Something primal flashed in his eyes, then his mouth crashed onto hers. His hunger was insatiable and fueled her own. He shoved aside the bedclothes, her spine arching against the headboard as he kissed his way down her body. He touched and tasted her with a wildness that made her blood rush. Pushing her thighs apart, he examined her sex with wolfish approval.
“Just what I wanted for breakfast,” he said.
She expected him to bend his head. Instead, he flipped onto his back. Clamping his hands on her hips, he maneuvered her, positioning her over him so that she faced his toes, her pussy hovering over his mouth.
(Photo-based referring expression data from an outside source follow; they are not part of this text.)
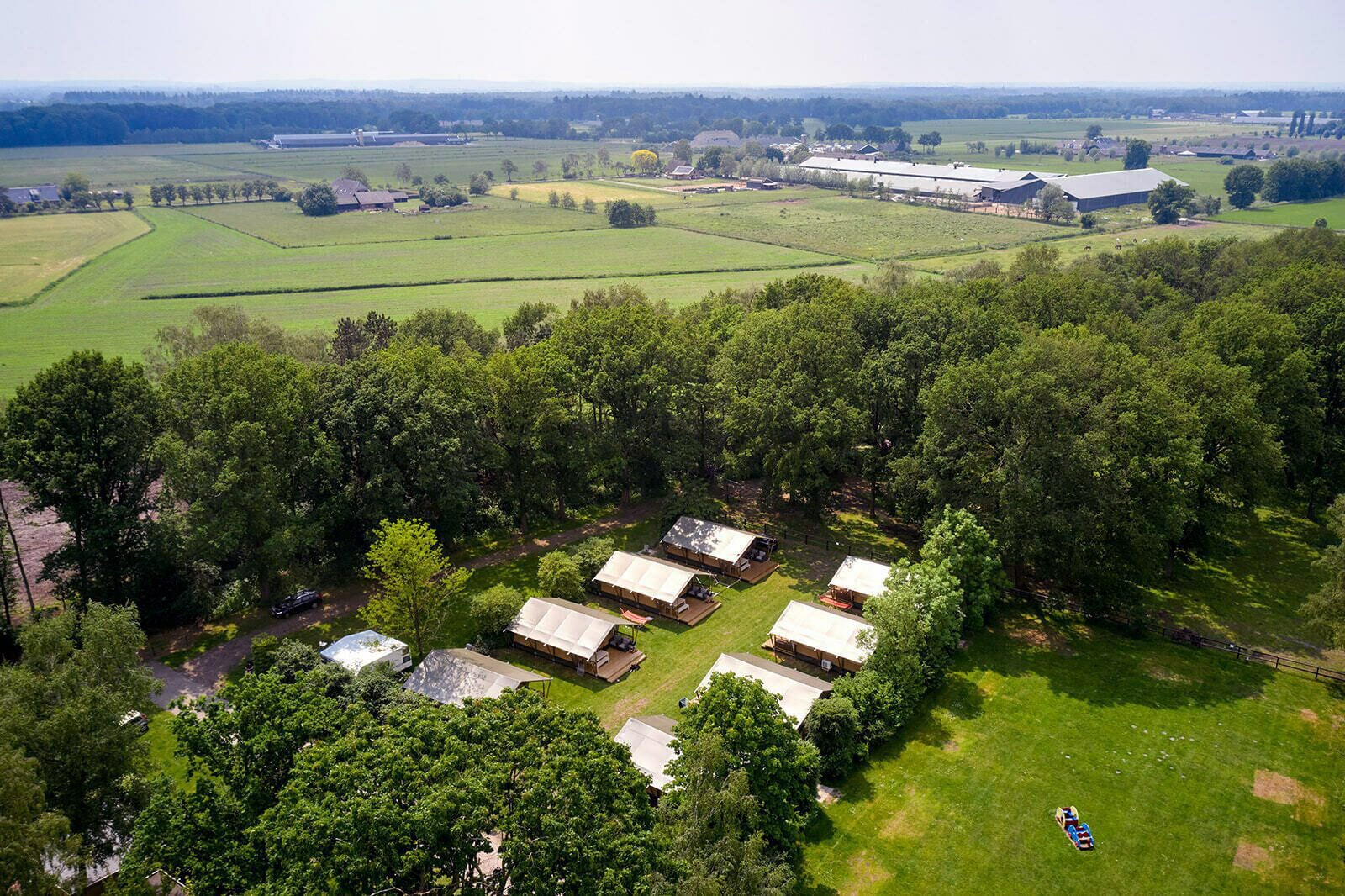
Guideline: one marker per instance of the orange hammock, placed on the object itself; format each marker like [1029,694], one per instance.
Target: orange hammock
[636,618]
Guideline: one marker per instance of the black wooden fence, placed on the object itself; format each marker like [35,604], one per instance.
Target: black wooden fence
[1187,636]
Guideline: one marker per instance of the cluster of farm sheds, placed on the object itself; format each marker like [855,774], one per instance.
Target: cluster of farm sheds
[1009,186]
[699,560]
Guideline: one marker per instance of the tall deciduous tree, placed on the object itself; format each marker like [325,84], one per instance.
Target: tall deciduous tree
[782,768]
[64,705]
[244,452]
[416,587]
[80,439]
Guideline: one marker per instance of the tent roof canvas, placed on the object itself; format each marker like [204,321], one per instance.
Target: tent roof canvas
[862,576]
[455,676]
[650,739]
[573,629]
[713,540]
[650,576]
[358,650]
[797,690]
[826,630]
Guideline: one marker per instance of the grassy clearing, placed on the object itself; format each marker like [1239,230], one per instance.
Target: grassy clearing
[1158,746]
[1087,244]
[35,335]
[1248,587]
[38,249]
[187,255]
[1293,214]
[860,228]
[282,224]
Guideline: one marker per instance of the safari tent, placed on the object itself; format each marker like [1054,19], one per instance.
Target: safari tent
[650,739]
[721,549]
[856,582]
[365,649]
[829,638]
[582,636]
[456,676]
[670,589]
[795,690]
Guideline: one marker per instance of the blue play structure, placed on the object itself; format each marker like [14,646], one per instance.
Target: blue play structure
[1078,831]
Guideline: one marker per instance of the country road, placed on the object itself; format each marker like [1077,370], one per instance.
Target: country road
[206,673]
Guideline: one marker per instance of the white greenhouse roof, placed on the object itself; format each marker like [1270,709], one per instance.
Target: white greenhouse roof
[650,739]
[713,540]
[575,629]
[358,650]
[826,630]
[862,576]
[797,690]
[650,576]
[1113,183]
[455,676]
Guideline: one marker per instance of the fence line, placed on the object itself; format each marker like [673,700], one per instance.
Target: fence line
[1187,636]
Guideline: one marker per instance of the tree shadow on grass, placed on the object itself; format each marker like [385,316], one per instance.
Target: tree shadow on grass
[1107,667]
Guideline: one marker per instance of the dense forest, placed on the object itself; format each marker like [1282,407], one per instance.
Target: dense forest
[203,118]
[1073,427]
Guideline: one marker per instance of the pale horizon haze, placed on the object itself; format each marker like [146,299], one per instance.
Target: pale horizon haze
[603,44]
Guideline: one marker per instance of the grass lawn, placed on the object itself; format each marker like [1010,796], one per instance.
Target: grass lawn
[1158,746]
[860,228]
[1250,586]
[1293,214]
[284,225]
[37,249]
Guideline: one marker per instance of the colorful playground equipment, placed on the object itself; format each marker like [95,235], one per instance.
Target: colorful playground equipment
[1078,831]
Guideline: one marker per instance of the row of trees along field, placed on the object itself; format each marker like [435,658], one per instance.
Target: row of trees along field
[1096,417]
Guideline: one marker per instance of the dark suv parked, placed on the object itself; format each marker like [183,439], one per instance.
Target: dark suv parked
[302,599]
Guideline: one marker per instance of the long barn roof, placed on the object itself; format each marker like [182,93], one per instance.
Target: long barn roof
[650,576]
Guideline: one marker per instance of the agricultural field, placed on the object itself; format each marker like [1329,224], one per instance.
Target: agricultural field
[861,228]
[284,225]
[35,252]
[1084,244]
[1291,214]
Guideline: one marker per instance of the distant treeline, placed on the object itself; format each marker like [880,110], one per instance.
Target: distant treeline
[92,118]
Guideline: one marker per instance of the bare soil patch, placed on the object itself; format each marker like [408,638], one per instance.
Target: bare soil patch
[1251,857]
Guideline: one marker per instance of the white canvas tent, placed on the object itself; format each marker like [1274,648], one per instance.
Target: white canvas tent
[820,635]
[651,577]
[456,676]
[860,576]
[795,690]
[650,739]
[367,647]
[560,625]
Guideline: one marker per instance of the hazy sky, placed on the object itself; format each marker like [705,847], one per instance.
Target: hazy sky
[625,44]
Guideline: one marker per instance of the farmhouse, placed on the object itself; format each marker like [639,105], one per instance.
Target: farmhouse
[33,195]
[721,549]
[795,690]
[650,739]
[455,676]
[576,635]
[856,582]
[829,638]
[1110,188]
[365,649]
[955,179]
[708,139]
[651,582]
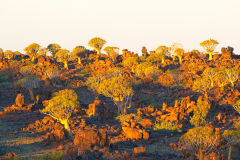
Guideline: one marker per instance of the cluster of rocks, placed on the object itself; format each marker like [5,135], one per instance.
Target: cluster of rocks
[19,106]
[100,110]
[134,130]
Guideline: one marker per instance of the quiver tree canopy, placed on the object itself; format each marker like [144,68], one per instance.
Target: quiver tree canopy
[97,44]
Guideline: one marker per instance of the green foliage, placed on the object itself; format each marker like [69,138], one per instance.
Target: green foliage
[167,127]
[200,112]
[122,118]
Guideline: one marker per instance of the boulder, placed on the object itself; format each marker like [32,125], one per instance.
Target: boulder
[140,149]
[88,138]
[146,123]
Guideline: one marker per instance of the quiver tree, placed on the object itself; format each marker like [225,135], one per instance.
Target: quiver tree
[32,50]
[1,54]
[200,141]
[232,75]
[29,83]
[210,74]
[173,47]
[179,52]
[112,52]
[61,106]
[43,52]
[97,44]
[130,63]
[231,137]
[8,54]
[117,88]
[200,112]
[62,56]
[162,51]
[53,48]
[148,71]
[202,85]
[53,74]
[209,46]
[220,77]
[79,53]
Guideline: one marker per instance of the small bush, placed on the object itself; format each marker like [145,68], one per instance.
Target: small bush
[167,127]
[122,118]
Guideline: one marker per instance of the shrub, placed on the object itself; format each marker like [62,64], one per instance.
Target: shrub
[200,141]
[122,118]
[167,127]
[200,112]
[61,106]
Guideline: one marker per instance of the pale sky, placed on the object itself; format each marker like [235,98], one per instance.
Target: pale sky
[127,24]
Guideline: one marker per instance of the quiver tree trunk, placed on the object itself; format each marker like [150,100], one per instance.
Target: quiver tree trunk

“This way?” she said in shock. “Are you certain…oh my stars .”
He’d yanked her down on his face. His hot licking forced a moan from her lips.
“That’s it, sweetheart,” he said thickly. “Ride my tongue.”
Heat washed over her as she did exactly that. She abandoned herself to the pleasure of her husband’s masterful loving.
“Your pussy is my favorite meal. Can you feel my tongue inside you?”
“That’s so wicked,” she panted.
“But you love it, don’t you?”
Speared upon his tongue, she gasped her agreement. She balanced herself on his hard torso, grinding against him, decorum vanquished by mindless delight. She gazed at her husband laid before her like a buffet: his sculpted chest, sinewy legs, and long, thick cock. Strings of desire tugged at her core, releasing some inner floodgate. Despite the heady bliss, she was embarrassed by her gushing response and tried to dismount.
He held her fast.
“I’m licking my plate clean, duchess,” came his muffled growl. “But if you are hungry, feel free to have your own feast.”
At his suggestion, her gaze flew to his massive member. Did he mean that she could…that they could do this simultaneously ? The image from the book flashed across her mind’s eye. Before she could lose her nerve, she inched forward, circling her fingers around his shaft. His cock was so hard that she had to pry it from the ridges of his abdomen. The head was red and swollen, lustrous with his essence.
Leaning forward, she licked the dripping tip.
“That’s it, sweetheart,” he rasped. “Suck me.”
With a hum of excitement, she did. He was delicious—salty and male, so hot and hard in her mouth. His earthy words of encouragement, muttered against her own quivering flesh, emboldened her. She took him deeper, urged on by his guttural praise.
“What a hungry little nymph I married.”
Delirious with desire, she wriggled against his mouth as he slid inside her own. He pushed her forward, impaling her mouth on his spear even as he filled her with his tongue. She pumped his shaft, sucking and sucking as he ate her pussy. The pleasure built and built, and when she felt his finger breach her forbidden entrance, she let out a squeak.
“All mine, remember?” he said thickly. “Even here.”
What he was doing felt too naughty, too good. With feverish abandon, she cupped his stones, and his growl spilled like honey through her veins.
“You have the sweetest touch,” he gritted out. “The sweetest mouth…”
She tried to take more of him as her pleasure reached a zenith.
“ Christ. Move, Gigi. Or I’ll spill in your mouth?—”
The notion was enough to send her over. She pulled him from her lips with a pop , pumping his shaft with jerky movements as ecstasy rolled through her. A heartbeat later, he roared and exploded…thick, milky fluid jetting from him. It splattered her cheeks, chin, and lips, and she reveled in his hot pleasure. She nuzzled his still-hard cock while he kissed her thigh. They rocked together, taking and giving, until the crisis passed.
Afterward, they lay face-to-face.
“I didn’t shock you, did I?” he asked.
“Which part are you referring to?” She felt oddly lighthearted. “The fact that I married a duke’s heir, or what we just did?”
He laughed.
“I should have known you had hardy sensibilities.” His eyes brilliant, he ran his thumb over her bottom lip. “If I live to be a hundred, duchess, I will never have enough of you. You are my deepest fantasy…and more.”